Professor Jane Murphy, Professor of Nutrition at Bournemouth University, said: “It’s a myth to assume that losing weight and becoming frail are an inevitable or natural part of the ageing process. Malnutrition is largely preventable and treatable, and yet this growing problem for our ageing population is often overshadowed by the health concerns of obesity. Awareness training for care professionals and families will lead to better understanding, detection and earlier diagnosis.”

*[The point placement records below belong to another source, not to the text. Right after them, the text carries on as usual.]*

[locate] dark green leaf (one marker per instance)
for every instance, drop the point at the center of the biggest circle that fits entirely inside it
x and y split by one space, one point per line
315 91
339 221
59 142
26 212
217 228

Martin continued: “Becoming malnourished is a significant threat to health as we age and the research shows this is a concern for families across the country. Food and nutrition isn’t just a personal responsibility. We can all help by recognising when someone is struggling to prepare meals themselves, or when they are losing interest in eating. By knowing what to look out for, and what nutrition requirements look like, we can help ensure our elderly relatives stay nourished and hydrated, keeping them healthy and out of hospital. We have 190 offices across the UK and we’re encouraging people in these communities to learn about correct nutrition for elderly care and to have the confidence to discuss food and eating with their relatives.”
Teams from Home Instead offices across the country will be offering free sessions in their local communities to give families advice on nutrition for older people. The campaign will also help CAREGivers encourage the enjoyment of food and spot potential signs of malnutrition.